Machine Learning: Concepts and Terminology¶
This topic is an introductory one. We will only scratch the surface; there is much terminology to learn, and this is what this topic is about. Data science, machine learning, and artificial intelligence are a very broad field, and there is much more to it.
See this video for a really good and thorough introduction. Beware though, it is a whopping 4 hours long.

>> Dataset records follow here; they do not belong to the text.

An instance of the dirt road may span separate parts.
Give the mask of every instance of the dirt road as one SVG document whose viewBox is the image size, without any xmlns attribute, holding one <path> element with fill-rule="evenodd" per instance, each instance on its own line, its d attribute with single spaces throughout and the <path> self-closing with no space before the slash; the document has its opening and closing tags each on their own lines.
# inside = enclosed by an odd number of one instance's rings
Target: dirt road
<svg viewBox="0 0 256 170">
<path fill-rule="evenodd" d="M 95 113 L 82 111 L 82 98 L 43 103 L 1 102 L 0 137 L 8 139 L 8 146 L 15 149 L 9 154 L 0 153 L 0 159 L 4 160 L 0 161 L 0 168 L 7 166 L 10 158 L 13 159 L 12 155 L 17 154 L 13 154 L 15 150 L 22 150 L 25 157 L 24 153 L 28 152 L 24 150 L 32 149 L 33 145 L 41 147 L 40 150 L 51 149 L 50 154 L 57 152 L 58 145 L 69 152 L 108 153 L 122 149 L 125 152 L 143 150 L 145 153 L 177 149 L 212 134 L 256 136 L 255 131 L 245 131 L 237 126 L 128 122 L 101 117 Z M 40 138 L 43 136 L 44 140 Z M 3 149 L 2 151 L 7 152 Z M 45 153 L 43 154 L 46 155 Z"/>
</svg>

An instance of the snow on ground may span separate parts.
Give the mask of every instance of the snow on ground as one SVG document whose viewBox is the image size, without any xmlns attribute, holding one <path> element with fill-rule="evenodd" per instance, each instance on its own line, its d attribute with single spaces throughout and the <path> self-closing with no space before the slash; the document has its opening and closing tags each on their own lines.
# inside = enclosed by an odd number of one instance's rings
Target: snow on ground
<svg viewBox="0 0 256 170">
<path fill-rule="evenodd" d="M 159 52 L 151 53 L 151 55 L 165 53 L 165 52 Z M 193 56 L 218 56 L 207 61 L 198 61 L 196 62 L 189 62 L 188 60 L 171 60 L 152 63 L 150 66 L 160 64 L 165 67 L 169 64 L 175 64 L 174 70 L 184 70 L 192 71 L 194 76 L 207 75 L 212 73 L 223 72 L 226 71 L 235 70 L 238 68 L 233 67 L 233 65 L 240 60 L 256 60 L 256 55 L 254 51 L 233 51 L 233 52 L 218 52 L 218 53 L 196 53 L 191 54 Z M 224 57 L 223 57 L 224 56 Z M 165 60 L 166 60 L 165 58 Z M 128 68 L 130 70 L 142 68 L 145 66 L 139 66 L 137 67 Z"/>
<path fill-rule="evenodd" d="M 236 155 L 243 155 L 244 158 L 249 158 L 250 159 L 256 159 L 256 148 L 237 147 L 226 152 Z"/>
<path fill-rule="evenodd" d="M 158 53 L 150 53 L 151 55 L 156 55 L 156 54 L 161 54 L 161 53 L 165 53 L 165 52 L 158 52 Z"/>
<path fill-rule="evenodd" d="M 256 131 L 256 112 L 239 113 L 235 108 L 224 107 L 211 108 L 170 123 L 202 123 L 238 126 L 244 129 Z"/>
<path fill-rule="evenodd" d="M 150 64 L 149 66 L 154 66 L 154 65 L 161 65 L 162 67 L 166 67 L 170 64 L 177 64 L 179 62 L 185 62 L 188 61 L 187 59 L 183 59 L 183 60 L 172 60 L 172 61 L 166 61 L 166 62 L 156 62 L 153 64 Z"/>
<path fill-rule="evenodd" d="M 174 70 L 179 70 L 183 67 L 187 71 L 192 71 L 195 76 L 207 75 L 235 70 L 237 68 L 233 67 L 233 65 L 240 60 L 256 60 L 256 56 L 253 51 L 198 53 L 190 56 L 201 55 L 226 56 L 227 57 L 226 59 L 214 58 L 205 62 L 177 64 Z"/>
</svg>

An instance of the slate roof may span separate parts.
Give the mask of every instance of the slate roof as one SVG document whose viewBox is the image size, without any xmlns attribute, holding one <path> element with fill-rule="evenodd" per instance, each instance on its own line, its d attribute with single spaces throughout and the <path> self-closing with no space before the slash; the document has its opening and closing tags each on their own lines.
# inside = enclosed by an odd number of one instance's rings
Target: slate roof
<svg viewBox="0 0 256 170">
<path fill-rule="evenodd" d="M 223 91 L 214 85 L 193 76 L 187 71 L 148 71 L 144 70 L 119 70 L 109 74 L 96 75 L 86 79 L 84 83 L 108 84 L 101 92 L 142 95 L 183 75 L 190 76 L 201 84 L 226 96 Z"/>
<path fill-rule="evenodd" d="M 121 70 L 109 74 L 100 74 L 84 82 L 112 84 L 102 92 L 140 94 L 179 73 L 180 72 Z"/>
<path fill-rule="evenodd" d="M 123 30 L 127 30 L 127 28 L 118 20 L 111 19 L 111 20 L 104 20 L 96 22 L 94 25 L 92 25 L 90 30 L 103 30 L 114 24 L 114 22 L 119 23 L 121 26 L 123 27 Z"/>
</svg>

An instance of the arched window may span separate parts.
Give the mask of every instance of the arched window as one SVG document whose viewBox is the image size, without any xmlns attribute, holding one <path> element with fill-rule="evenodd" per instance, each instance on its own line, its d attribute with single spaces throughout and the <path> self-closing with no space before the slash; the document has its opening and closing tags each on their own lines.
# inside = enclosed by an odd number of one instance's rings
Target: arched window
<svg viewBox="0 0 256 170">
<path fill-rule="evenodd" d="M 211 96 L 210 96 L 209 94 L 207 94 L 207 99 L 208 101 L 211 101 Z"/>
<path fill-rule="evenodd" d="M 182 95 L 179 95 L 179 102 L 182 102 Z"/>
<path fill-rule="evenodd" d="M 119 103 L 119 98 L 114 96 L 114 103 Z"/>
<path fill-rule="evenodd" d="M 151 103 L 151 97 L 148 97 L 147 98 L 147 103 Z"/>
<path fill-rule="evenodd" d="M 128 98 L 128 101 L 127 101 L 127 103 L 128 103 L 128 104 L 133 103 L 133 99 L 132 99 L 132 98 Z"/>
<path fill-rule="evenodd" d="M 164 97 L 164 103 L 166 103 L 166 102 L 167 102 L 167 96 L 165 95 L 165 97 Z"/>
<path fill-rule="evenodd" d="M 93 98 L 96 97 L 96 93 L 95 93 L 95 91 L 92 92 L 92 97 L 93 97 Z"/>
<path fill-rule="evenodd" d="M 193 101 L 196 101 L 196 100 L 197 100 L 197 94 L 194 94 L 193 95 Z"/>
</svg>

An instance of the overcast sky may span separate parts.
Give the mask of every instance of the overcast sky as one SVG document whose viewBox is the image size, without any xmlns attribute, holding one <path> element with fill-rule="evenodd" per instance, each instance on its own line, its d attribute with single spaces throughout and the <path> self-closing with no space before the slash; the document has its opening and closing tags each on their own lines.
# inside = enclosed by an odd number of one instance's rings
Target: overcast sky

Data scientists are not always known to be good (let alone diligent) programmers. I have seen people use Jupyter Notebooks as editor and runtime environment for their programs. While I like notebooks to play around, creating nicely looking web pages with plots and charts as a side effect (really cool), there is a point where one has to bite the bullet and start to program. The latter is the focus of these AI topics.
See Also¶
Concrete applications of the concepts and terminology introduced in this topics can be found here:
How Far Is Mankind from Creating God¶
Artificial Narrow Intelligence (ANI, Weak AI)
Stage that we are at now: can solve special problems
Weather forecast
Image recognition
Autonomous driving
Artificial General Intelligence (AGI, Strong AI)
By far not there: can do everything a human can
Artificial Super Intelligence (ASI)
Terminator and such
Basic Terminology: Algorithm and Model¶
Algorithm. For example …
Linear regression
Decision tree
Random forest
(many many more)
Model. Trained by using an algorithm.
Uses the algorithm
Takes the input and maps it to output
Built through training.
Basic Terminology: Features and Data¶
Input features or predictor variables
Set of variables used as input to the model
Output features or response/target variables
Set of variables calculated by the model, based on input features
Training Data.
Used to create the model (the more the better)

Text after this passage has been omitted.